Pathfinder Airframe Complete/ End of Year Expo


The Pathfinder 01 airframe was completed and shipped to South Australia on the 23rd of October for display at the end of year undergraduate expo's at both Adelaide & Flinders Universities. Displayed in the above picture minus the payload compartment is Pathfinder with Adelaide University (UoA) student team left to right: M. Pathmanathan S. Barone S.M. Wilksch A. Thomas



Above is the version 0.1 Recovery Controller (RC) developed by the UoA team, next to the Pathfinder rocket for scale. It is based on the powerful and flexible STR71 ARM MCU, which was chosen for its processing power along with the myriad of interfaces on chip. The unit provides barometric altitude in combination with a 3 axis accelerometer with +/- 50g x,y axis & 100g z axis. Interface to the main flight computer is via serial link, with the option of CAN and or USB. A PC104 form factor was chosen to allow ease of integration through a stackable board standard. Additional 18bit analog channels are available via pin headers onboard, which allow further vehicle discrete measurements.

The generous support of ST Microelectronics with development tools, and MCU's made possible the rapid development of a first generation hardware solution.

Friday 12 October 2007

October ASLI Update







Pathfinder Update:

The Pathfinder airframe is now at about 70% complete, the phenolic body tubes have been fully laminated using a seamless glass weave sock.

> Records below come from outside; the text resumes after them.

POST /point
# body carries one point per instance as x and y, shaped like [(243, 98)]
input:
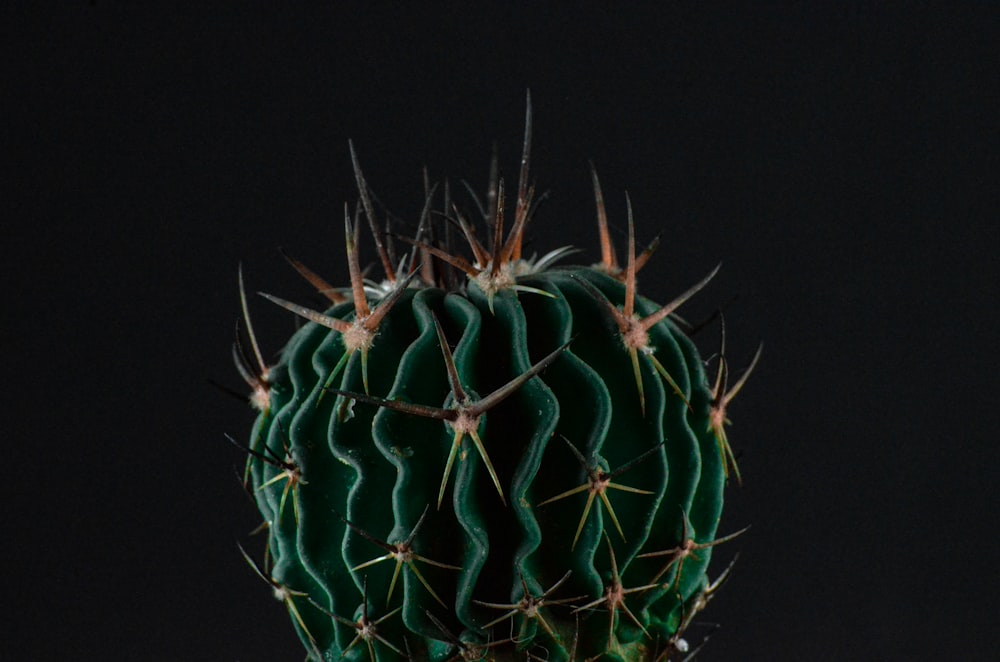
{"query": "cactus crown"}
[(486, 456)]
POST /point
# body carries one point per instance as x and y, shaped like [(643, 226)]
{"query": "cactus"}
[(487, 456)]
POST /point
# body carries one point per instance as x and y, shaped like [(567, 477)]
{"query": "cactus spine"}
[(488, 457)]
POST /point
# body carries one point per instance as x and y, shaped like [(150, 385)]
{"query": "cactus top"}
[(486, 456)]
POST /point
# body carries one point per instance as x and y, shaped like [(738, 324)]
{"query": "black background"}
[(839, 159)]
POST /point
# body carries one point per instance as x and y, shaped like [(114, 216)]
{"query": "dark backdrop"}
[(839, 159)]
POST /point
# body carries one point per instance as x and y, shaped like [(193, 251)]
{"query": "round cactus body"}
[(526, 460)]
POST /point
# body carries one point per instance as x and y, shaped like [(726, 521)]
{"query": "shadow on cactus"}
[(485, 456)]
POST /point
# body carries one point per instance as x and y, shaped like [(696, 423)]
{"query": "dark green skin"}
[(380, 469)]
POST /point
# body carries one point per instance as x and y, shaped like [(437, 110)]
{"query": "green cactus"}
[(488, 456)]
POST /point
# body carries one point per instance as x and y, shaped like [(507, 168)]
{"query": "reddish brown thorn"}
[(458, 262), (351, 235), (322, 287), (311, 315), (495, 263), (366, 201), (512, 248), (524, 194), (464, 415), (647, 253), (285, 594), (629, 307), (288, 471), (479, 252), (609, 261)]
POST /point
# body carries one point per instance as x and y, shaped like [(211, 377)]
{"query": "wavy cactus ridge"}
[(501, 473)]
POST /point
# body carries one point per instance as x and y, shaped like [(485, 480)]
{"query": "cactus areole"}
[(485, 456)]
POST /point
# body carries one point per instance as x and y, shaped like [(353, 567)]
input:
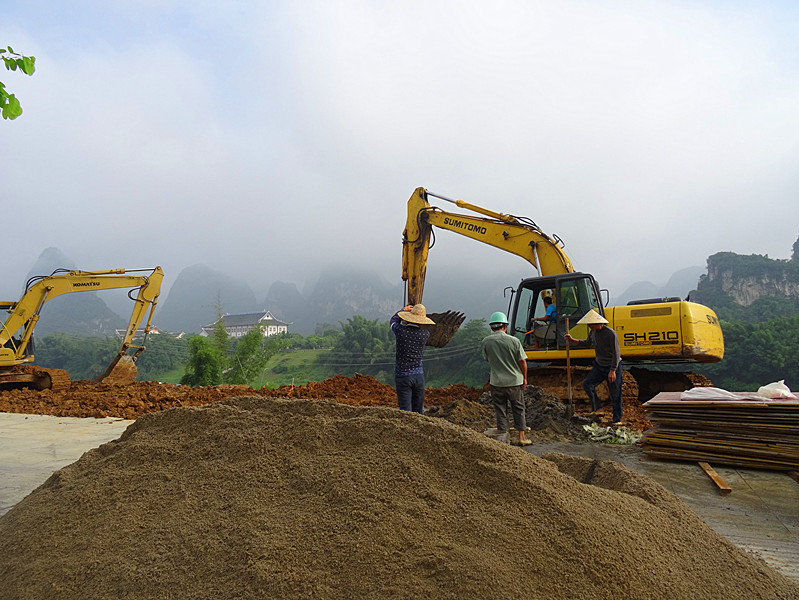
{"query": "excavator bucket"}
[(122, 371), (445, 328)]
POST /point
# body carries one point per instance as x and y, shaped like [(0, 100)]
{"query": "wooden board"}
[(720, 483)]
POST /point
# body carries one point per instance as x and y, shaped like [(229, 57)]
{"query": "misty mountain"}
[(198, 294), (679, 284), (81, 312)]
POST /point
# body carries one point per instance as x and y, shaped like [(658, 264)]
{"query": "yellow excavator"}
[(16, 353), (652, 331)]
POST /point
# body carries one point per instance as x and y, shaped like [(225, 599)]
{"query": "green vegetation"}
[(9, 103), (757, 353), (761, 341)]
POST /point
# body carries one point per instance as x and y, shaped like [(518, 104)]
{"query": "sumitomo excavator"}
[(16, 332), (651, 331)]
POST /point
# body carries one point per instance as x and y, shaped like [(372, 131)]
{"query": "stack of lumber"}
[(753, 432)]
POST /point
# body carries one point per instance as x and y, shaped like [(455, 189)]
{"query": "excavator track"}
[(60, 381), (37, 378)]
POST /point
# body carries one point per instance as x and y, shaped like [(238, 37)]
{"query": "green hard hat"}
[(498, 317)]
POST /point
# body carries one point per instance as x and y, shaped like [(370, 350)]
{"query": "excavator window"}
[(577, 297)]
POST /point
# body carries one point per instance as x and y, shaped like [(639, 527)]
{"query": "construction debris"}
[(738, 430), (611, 435)]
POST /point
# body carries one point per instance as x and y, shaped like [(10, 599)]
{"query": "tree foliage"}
[(756, 354), (13, 61), (204, 365)]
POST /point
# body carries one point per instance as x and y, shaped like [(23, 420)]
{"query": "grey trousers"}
[(513, 396)]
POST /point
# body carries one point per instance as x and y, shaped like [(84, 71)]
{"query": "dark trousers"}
[(513, 397), (410, 392), (597, 375)]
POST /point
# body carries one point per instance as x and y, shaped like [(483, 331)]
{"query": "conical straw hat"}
[(417, 315), (591, 318)]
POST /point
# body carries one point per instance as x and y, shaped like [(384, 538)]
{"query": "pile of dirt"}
[(291, 498), (92, 399)]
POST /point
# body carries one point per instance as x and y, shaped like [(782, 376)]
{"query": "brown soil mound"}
[(92, 399), (270, 498)]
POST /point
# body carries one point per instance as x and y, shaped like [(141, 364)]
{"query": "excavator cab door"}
[(572, 294)]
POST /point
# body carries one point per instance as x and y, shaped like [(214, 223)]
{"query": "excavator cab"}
[(572, 295)]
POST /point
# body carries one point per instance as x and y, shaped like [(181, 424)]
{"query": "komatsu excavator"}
[(16, 353), (654, 331)]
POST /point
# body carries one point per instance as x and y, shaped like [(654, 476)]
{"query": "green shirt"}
[(503, 352)]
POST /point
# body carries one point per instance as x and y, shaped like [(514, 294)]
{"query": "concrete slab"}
[(760, 515), (33, 447)]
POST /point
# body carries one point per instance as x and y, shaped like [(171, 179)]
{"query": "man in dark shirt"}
[(606, 365), (411, 339)]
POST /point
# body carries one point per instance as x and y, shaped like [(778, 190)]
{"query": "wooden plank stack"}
[(757, 433)]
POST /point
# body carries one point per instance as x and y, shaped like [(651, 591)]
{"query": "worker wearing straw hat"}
[(409, 327), (606, 365)]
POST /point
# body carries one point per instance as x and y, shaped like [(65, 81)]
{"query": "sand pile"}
[(271, 498)]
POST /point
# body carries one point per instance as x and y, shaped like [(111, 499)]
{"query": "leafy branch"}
[(14, 61)]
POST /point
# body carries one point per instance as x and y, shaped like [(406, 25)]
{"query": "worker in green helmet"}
[(508, 362)]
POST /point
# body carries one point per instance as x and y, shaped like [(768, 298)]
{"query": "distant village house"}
[(239, 325)]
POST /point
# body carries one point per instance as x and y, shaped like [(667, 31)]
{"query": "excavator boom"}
[(662, 331), (517, 235), (15, 352)]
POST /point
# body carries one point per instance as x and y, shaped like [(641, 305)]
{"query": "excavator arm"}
[(517, 235), (24, 314)]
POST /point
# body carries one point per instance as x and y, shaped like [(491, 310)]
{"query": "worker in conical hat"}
[(410, 326), (607, 362)]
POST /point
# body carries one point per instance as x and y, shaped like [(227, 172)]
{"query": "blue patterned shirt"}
[(410, 346)]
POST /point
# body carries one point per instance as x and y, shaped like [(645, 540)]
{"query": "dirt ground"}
[(456, 403), (257, 497)]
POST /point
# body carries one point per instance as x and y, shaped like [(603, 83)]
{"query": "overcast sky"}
[(268, 139)]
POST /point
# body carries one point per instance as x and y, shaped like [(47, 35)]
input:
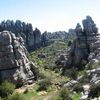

Sourced from Aerosleeve.com in the U.S.




As can be seen below the fin unit is near complete and consist of a phenolic tube core, with 4 MDF diamond aerofoil cores. Over which has been applied a first layer of uni-directional carbon, a sencond layer of light glass bi-directional mat is to be applied.


The Pathfinder is currently undergoing final finishing and will be painted ready for display at the end of year expos for both Adelaide and Flinders Universities.

A revised launch plan has been drafted which will see a low fidelity launch on a commercial Hypertek hybrid motor, from a launch site in Queensland. The full briefing document for the launch will be available from this blog page by the first week of November.

Thursday 27 September 2007

Adelaide University Sub-controller Work

The University of Adelaide Team has produced a prototype board based on the STR710. This was necessary to test tooling at the university and basic hardware concepts.



The PCB was manufactured at the University by the technical staff and loaded by a student team member. During testing some minor errors were noted. The PCB was modified and a fully functional circuit was yielded.



As the prototype has been tested successfully, the PC104 Recovery Controller can now be manufactured confidently knowing the basic hardware has been validated.
When the Recovery Controller is completed it will undergo initial testing with a PC, followed by integration to the central Flight Computer (FC).

The Linux based flight computer code is being developed, for use on the Arcom Vulcan XScale board. Integration and testing of a wireless telemetry using 900Mhz spread spectrum transmitters, will be conducted using Aerocomm data modems supplied by Tekdis.
To help speed implementation the team decided to use a PC104 carrier card from embedded arm to interface the Aerocomm modem directly to the Vulcan PC104 data bus.